The recycling bin has always sold a simple story: toss something in, and it goes ‘away’ to be responsibly handled. The illusion cracked in 2018, when China, after 30 years of quietly importing much of the world’s poorly sorted recyclables, refused to absorb any more foreign waste. This single policy shift severed a market that many Western nations had become dependent on and forced these countries to confront their own recycling streams by investing in domestic infrastructure, finding new import partners, sending more to landfill or cutting local recycling programmes1,2 — and revealed to the public that ‘away’ was really just someone else’s backyard.

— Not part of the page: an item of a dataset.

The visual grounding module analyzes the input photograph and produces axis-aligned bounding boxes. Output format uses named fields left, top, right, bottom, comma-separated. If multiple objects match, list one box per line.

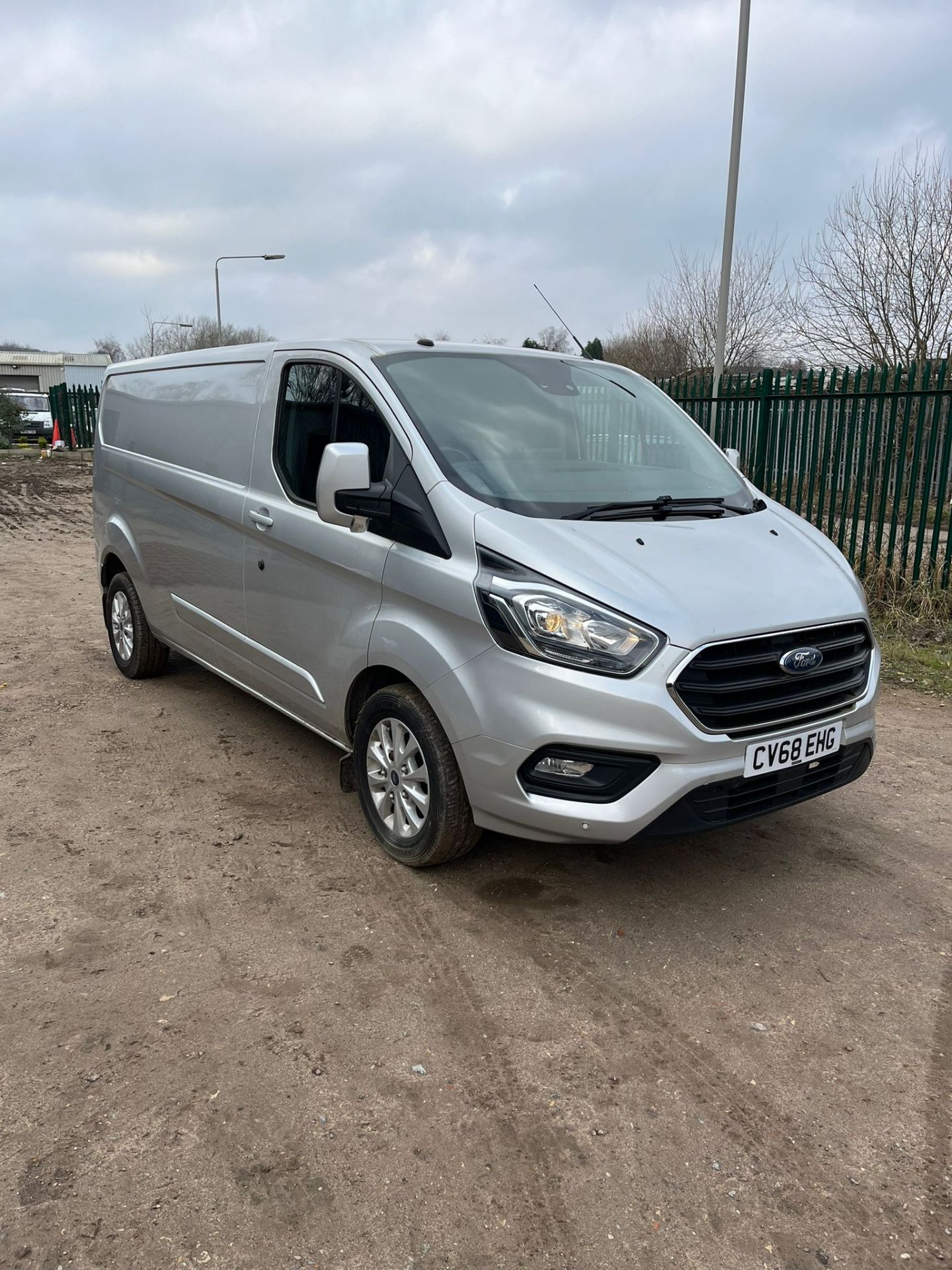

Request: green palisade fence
left=658, top=360, right=952, bottom=587
left=50, top=384, right=99, bottom=450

The plastics trade is just one thread of a larger pattern in which countries, primarily in the global south, bear the brunt of wealthier nations’ consumption. Today’s rapid pace of technology and product turnover, from electronics to fast fashion, ensures that waste builds up more quickly than can be responsibly managed. According to the United Nations’ 2024 Global E-waste Monitor3, the world is generating electronic waste five times faster than it is being recycled.

The problem of waste exposes an uncomfortable tension in the materials community: our field’s drive to innovate and make comes with a responsibility for what happens to these creations when we are done with them.

‘Circularity’ has become a popular banner for action in materials science. A circular materials economy aims to keep materials in use for as long as possible through reuse, repair and recycling. Materials researchers contribute to circularity both upstream (preventing waste in the first place with new chemistries, designs and manufacturing methods) and downstream (turning waste into value with new sorting and recycling technologies).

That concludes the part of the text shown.